Aus Kanada, wo sie nach einem Sturz aus dem Rennen ausstieg, liess Neff verlauten, dass ihr aktuell zwar «die Beine fehlen», sie die Atemprobleme aber in den Griff bekommen hat und sie positiv gestimmt ist.
Colombo/Schurter/Flückiger: Neue Nummer 1 und offene Zukunft
Als Gesamtdritter war Filippo Colombo 2024 zum ersten Mal der beste Schweizer im Weltcup. Die Saison des 26-jährigen Tessiners, der zweimal auf das Weltcup-Podest fuhr, war aber auch begleitet von Misstönen über die Nicht-Selektion für die Olympischen Spiele, an denen die Routiniers Nino Schurter und Mathias Flückiger den Vorzug erhielten. 2025 könnte der zum ersten Mal seit Längerem über eine grössere Zeitspanne unverletzte Colombo zur unbestrittenen Schweizer Nummer 1 werden. Nino Schurter ist 39, Mathias Flückiger 36 Jahre alt.

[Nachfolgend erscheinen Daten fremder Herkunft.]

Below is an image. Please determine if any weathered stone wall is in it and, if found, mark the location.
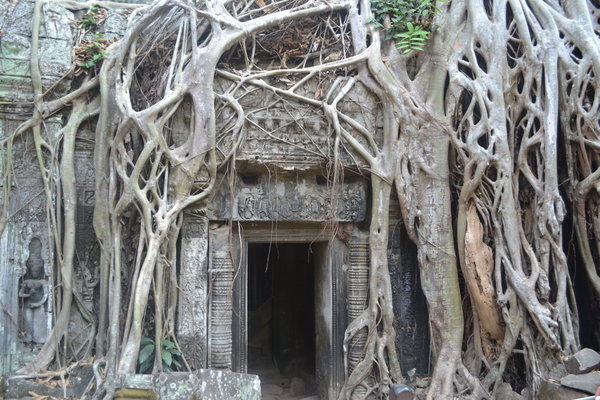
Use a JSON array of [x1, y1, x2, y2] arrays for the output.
[[0, 0, 428, 379], [0, 1, 74, 374]]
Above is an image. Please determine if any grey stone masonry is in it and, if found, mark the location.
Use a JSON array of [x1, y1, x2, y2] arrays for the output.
[[560, 371, 600, 394], [565, 349, 600, 375]]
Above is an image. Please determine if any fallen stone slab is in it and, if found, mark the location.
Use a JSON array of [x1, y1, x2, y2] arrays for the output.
[[565, 348, 600, 375], [4, 365, 94, 399], [560, 371, 600, 394], [116, 369, 261, 400]]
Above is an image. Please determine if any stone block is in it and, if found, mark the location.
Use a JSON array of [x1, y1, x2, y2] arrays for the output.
[[496, 382, 523, 400], [118, 369, 261, 400], [4, 365, 94, 399], [540, 380, 585, 400], [560, 371, 600, 394], [565, 349, 600, 375]]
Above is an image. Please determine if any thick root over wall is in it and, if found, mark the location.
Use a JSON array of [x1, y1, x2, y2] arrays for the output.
[[0, 0, 600, 400]]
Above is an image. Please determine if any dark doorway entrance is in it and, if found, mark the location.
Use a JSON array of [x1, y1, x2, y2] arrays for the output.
[[247, 243, 317, 399]]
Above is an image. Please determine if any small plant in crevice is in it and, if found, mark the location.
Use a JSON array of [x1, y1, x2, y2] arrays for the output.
[[74, 32, 114, 76], [79, 7, 108, 31], [367, 0, 440, 54], [74, 7, 113, 76], [137, 336, 183, 374]]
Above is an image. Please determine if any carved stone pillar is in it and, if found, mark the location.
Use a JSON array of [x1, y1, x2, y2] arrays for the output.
[[177, 215, 208, 369], [347, 229, 369, 373], [208, 226, 234, 369]]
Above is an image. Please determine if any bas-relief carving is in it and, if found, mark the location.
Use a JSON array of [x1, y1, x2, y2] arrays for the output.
[[19, 237, 51, 344], [207, 175, 366, 222], [177, 215, 208, 369], [0, 222, 53, 373]]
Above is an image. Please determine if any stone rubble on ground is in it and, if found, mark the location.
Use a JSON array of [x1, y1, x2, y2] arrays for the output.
[[538, 348, 600, 400]]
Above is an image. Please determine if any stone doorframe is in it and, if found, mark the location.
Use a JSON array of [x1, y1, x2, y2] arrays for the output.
[[232, 223, 349, 399], [177, 216, 369, 399]]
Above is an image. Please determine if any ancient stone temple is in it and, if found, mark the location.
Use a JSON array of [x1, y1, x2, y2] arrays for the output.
[[0, 1, 429, 399]]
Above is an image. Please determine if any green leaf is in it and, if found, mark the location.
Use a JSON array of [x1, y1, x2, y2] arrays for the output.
[[162, 351, 173, 366]]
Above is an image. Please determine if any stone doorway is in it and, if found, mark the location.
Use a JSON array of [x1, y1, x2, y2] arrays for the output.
[[232, 222, 349, 400], [247, 243, 326, 399]]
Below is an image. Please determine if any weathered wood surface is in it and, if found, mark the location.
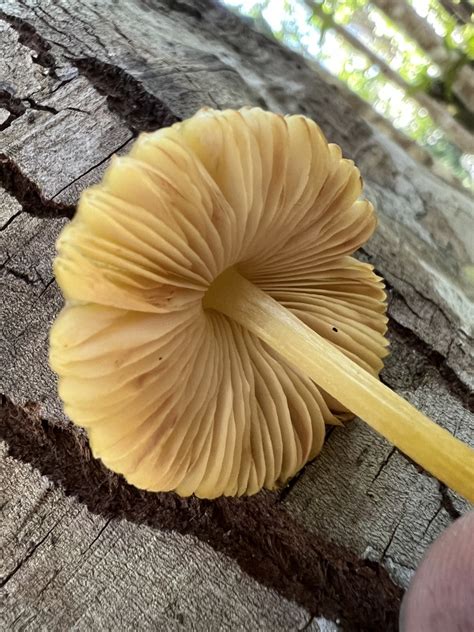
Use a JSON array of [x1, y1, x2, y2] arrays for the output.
[[0, 0, 474, 630], [1, 450, 326, 632]]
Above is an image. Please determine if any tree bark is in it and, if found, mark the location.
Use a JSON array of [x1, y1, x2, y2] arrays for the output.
[[0, 0, 473, 632]]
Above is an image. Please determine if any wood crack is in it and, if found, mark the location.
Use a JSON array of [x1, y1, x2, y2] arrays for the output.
[[0, 397, 402, 631], [70, 57, 181, 133], [0, 520, 60, 588], [0, 10, 57, 78], [0, 154, 74, 218]]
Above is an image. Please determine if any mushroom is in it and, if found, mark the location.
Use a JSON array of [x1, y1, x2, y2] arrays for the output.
[[50, 108, 474, 500]]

Schurter hatte sich vor den Olympischen Spielen noch einmal in Topform gebracht. Mit seinem 36. Weltcupsieg in Val di Sole bescherte er Swiss Cycling den einzigen Saisonsieg im Cross-Country, dazu wurde er Zweiter in Nove Mesto. Aus einer vierten Olympia-Medaille und dem elften WM-Titel wurde in der Folge nichts. Zum Saisonende hin fiel die Form ab und entglitt auch der zehnte Gesamtweltcupsieg. «Zum ersten Mal in meiner Karriere musste ich eingestehen, dass ich es übertrieben habe», musste der Rekordmann einräumen. Im Juni schien klar, dass Schurter seine glorreiche Karriere fortsetzen würde. Nun gibt es wieder leise Fragezeichen. Der Bündner liess seine Zukunft bislang offen.
Mathias Flückiger begann die Saison dürftig und beendete sie durchwachsen. Dazwischen kam der durch eine vermeintliche Dopingaffäre vorübergehend aus der Bahn geworfene Berner wieder nahe an sein bestes Niveau heran und wurde zweimal Zweiter im Weltcup. Auch er blieb indes ohne Olympia- (5. Platz) und WM-Medaille (8.).
Nicole Koller, Marcel Guerrini und Co.: Annäherung
Marcel Guerrini liebäugelte dank guter Frühform und einem 3. Platz in Nove Mesto ebenfalls mit einem Olympia-Aufgebot. Letztlich blieb der 30-jährige St. Galler als 13. im Gesamtweltcup, praktisch gleichauf mit Lars Forster (14.), deutlich hinter dem Schweizer Top-Trio Colombo/Schurter/Flückiger.
Nicole Koller näherte sich im Schatten von Alessandra Keller und Sina Frei der Spitze an. Die 27-jährige Zürcherin fuhr dreimal in die Top 10 und beendete die Saison als Elfte im Gesamtweltcup vor Linda Indergand (14.), der Olympia-Dritten von 2021, und vor Neff (30.). Die 26-jährige Ostschweizerin Steffi Häberlin beendete die Saison mit ihren ersten beiden Top-10-Plätzen.